Et ruez vous sur HIVER NOMADE de Manuel Von Sturler, évocation chaleureuse, tendre, passionnante d’une transhumance de moutons en Suisse qui permet à l’auteur de parler du temps qui passe, des changements drastiques du paysage, d’une certaine forme de vie. Le charisme des deux personnages principaux est incroyable. Une réussite aussi forte que celle de BOVINES.
CINÉMA HISPANIQUE
J’avais beaucoup aimé un film argentin LES ACACIAS dont l’austérité devenait peu à peu poignante.

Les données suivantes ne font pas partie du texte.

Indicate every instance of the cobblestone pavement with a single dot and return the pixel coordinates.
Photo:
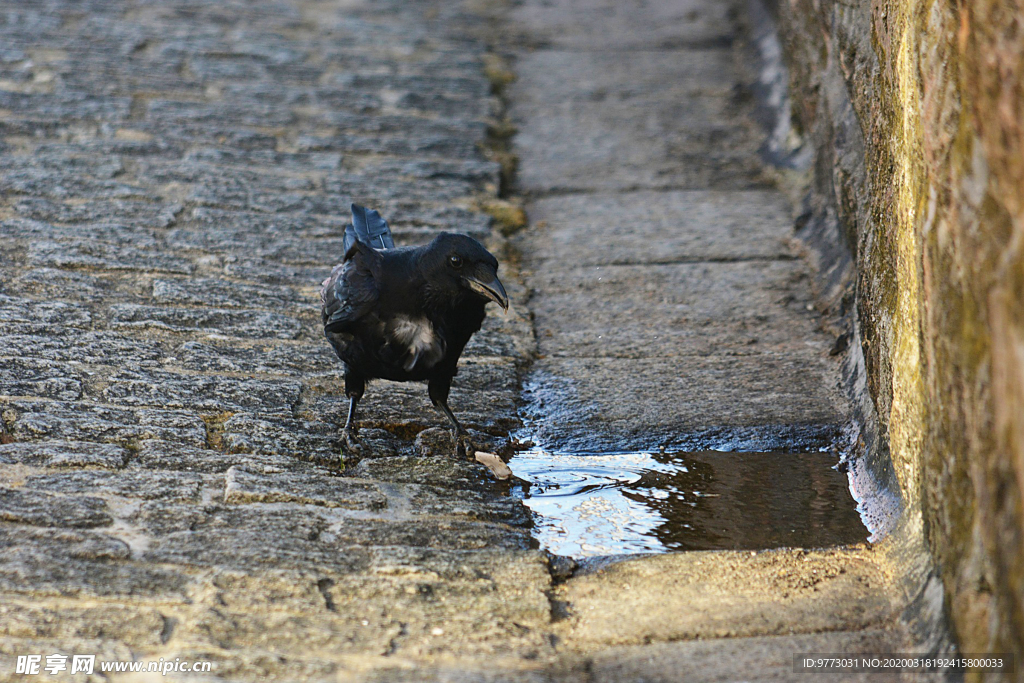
(175, 182)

Quand est ce qu’on ressortira enfin en France EL VERDUGO (LE BOURREAU), le chef d’œuvre de Berlanga qu’il serait utile de redécouvrir et ce, au moment où le cinéma espagnol traverse une passe difficile avec un gouvernement conservateur qui surtaxe les activités culturelles, fait passer la TVA à 21% et proclame son mépris du cinéma, de la culture ?
Et les amateurs de jazz doivent acquérir le délicieux CHICO ET RITA de Fernando Trueba, évocation tendre, délicate, amusante. Son frère David s’est attaqué à un sujet formidable : l’adaptation d’un des meilleurs romans espagnols contemporains, LES SOLDATS DE SALAMINE de Javier Cercas.